We invite researchers and practitioners to help advance deliberative democracy:

Contribution Areas

  • Test methodologies across contexts and cultures
  • Improve consensus algorithms
  • Conduct empirical studies on effectiveness
  • Develop features for specific deliberative needs
  • Explore scaling to thousands of participants

How to Contribute

  1. Review the codebase using AI assistants (Claude, GitHub Copilot)
  2. Document findings covering strengths, concerns, and proposed improvements
  3. Contact maintainers via GitHub Issues
  4. Discuss implementation before writing code
  5. Submit pull requests following our contribution guidelines

See the "For Researchers" section below for detailed guidance.

For Researchers: Exploring the Code

No programming experience required. AI assistants can explore the codebase for you.

Getting Started

  1. Clone the repository:

    git clone https://github.com/delib-org/Freedi-app.git

    Or use GitHub Desktop for a visual experience.

  2. Use an AI assistant:

    • Claude.ai - Upload files and ask questions
    • Claude Code CLI - npm install -g @anthropic-ai/claude-code && claude

Questions to Ask

  • "How does the consensus algorithm work? Is it fair to minority opinions?"
  • "Show me where evaluations are calculated and explain the process"
  • "How are participants' voices weighted in the final decision?"
  • "What mechanisms protect minority viewpoints from being drowned out?"
  • "Where are the consensus scoring functions implemented?"

Key Files to Investigate

Area Location
Consensus calculation functions/src/fn_evaluation.ts
Frontend state src/redux/evaluations/
Algorithm helpers functions/src/helpers/consensusValidCalculator.ts
Tests functions/src/__tests__/consensus-scoring.test.ts

Theoretical Foundation

Freedi draws on research from:

  • Deliberative Democracy: Habermas, Fishkin, Mansbridge et al.
  • Social Choice Theory: Arrow, Sen, Moulin
  • Collective Intelligence: Page, Surowiecki, Malone
  • Computer-Mediated Communication: Walther, Herring, Sproull & Kiesler

The framework addresses structural limitations identified in political science literature regarding hierarchical decision-making, coordination complexity, and the polarization dynamics of traditional voting systems.

License

This project is licensed under the GNU General Public License v3.0 (GPL-3.0) with an additional attribution requirement.

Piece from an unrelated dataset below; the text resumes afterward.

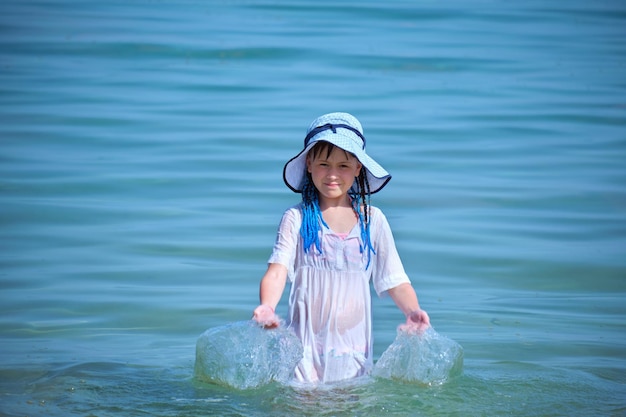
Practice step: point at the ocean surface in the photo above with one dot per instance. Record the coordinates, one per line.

Attribution Requirement: When creating your own instance of the app, you must include prominent attribution to the Deliberative Democracy Institute on the main page, About page, and any other relevant sections.

See LICENSE.md for full details.

Citation

If you use Freedi in academic research, please cite:

Yaron, T. (2026). A Confidence-Adjusted Consensus Mechanism for Scalable Deliberative Decision-Making. SocArXiv. https://doi.org/10.31235/osf.io/u4phy_v1


Freedi - Enabling meaningful democratic participation at scale through open-source deliberative technology.